By Iris Gonzales | The Philippine Star
May 12, 2023

MANILA, Philippines — Share prices continued on a upward trajectory yesterday as investors picked up stocks with strong first-quarter earnings, banking on their sustained recovery even as the Philippine economy grew at a slower pace during the first three months.

The 30-company benchmark Philippine Stock Exchange index (PSEi) finished at 6,675.46, up by 16.87 points or 0.25 percent, while the broader All Shares index rose by 5.38 points or 0.15 percent to close at 3,551.48.

Total value turnover reached P6.2 billion. Market breadth was negative, 98 to 66, while 62 issues were unchanged.

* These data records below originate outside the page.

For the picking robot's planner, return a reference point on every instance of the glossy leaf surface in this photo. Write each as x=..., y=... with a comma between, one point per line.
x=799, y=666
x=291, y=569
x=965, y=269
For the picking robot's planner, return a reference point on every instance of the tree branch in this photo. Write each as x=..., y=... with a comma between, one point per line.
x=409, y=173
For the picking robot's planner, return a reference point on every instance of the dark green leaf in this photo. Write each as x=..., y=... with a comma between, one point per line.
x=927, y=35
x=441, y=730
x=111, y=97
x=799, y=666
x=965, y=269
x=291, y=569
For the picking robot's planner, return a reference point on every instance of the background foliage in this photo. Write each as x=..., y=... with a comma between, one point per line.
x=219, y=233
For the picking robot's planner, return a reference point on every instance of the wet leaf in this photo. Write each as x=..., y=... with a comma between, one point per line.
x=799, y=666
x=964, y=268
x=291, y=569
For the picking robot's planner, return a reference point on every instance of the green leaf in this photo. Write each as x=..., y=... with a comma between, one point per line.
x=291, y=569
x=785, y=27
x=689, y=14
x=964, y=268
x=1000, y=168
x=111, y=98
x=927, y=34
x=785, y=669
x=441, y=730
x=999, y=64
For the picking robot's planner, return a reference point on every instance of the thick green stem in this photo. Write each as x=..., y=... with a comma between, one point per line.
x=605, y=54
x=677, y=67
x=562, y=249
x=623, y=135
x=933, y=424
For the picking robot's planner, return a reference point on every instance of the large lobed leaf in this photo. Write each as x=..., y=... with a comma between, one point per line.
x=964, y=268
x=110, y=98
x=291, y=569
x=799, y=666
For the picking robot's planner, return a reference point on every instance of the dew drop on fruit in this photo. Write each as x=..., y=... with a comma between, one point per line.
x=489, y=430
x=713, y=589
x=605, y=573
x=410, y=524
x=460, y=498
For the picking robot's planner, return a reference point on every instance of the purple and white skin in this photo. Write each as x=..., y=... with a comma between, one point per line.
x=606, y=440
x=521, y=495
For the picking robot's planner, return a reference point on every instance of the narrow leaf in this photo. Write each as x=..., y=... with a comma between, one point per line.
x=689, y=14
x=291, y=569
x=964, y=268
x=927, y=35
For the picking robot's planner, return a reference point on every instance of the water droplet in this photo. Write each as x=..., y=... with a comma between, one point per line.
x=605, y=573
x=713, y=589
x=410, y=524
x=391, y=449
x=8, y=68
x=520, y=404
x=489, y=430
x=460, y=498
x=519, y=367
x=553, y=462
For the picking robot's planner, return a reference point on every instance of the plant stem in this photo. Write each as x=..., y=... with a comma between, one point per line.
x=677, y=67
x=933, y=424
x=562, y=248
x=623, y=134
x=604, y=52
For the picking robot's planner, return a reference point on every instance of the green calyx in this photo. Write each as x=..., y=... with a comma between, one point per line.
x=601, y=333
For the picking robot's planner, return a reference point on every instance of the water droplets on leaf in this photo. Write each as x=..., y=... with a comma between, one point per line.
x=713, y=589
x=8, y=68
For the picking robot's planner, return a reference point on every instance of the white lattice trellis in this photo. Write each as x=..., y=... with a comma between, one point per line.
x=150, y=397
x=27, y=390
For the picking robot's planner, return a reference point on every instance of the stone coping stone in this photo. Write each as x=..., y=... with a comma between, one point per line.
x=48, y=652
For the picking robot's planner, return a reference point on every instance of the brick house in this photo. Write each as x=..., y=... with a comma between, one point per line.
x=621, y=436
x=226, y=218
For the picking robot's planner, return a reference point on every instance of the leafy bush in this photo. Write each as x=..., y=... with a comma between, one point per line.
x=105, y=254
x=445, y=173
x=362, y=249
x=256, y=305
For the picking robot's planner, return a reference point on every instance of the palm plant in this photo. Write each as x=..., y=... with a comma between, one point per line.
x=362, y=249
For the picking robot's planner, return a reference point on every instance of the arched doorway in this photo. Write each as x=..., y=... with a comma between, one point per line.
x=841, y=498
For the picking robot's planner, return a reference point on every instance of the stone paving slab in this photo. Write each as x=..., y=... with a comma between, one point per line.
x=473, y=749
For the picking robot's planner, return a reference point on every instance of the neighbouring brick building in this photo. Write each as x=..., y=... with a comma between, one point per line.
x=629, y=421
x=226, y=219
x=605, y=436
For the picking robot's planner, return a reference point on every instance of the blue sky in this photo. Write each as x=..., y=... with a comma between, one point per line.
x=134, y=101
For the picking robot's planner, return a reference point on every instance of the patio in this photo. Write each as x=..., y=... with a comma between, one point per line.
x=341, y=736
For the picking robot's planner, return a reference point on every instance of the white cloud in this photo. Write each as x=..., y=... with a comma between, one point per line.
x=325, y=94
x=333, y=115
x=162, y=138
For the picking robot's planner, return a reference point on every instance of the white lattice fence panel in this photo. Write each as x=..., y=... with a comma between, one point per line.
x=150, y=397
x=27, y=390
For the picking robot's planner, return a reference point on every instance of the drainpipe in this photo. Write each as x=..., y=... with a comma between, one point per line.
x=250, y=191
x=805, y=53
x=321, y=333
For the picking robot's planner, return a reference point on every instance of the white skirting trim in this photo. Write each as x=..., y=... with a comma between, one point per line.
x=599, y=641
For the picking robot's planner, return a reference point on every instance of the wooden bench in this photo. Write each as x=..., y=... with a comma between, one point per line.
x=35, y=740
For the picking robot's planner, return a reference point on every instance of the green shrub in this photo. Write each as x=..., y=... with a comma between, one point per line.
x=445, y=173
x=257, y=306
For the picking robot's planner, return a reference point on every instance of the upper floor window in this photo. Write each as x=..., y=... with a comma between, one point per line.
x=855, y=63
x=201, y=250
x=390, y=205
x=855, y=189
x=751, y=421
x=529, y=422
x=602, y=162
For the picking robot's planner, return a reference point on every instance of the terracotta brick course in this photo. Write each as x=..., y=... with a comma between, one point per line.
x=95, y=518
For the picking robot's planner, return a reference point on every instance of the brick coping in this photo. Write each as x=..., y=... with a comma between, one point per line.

Claire Alviar of Philstocks Financial said the local bourse gained after the latest economic growth figures came in at 6.4 percent, falling within the government’s target of between six to seven percent, although slower than the eight percent pace recorded a year ago.

Meanwhile, stocks in Asia were mixed in choppy trading after a report showed evidence that inflation in the United States was cooling, even if it remains too high.

Concerns about the Chinese economy remain a major focus, especially for the Asian region, with the latest cause for worry coming from trade data released Tuesday.

“China could be heading into a deflationary funk similar to the one that Japan is starting to emerge from,” said Stephen Innes, managing partner at SPI Asset Management.

Bond prices climbed after the highly anticipated report said US inflation at the consumer level edged down to 4.9 percent last month, its lowest level in two years. That was slightly better than economists expected, and other underlying measures of inflation also came in very close to forecasts.

Because of that, Wall Street still sees the door open for the Federal Reserve to leave interest rates alone at its next meeting in June. That would be the first time it hasn’t raised rates at a meeting in more than a year, and a pause would offer some breathing room for the economy and financial markets.

“The concern coming in was that it would be hotter than feared,” said Ross Mayfield, investment strategy analyst at Baird. “While not exactly an exciting report, I think there was enough good news baked in that it shouldn’t impact the Fed or the economic trajectory all that much.”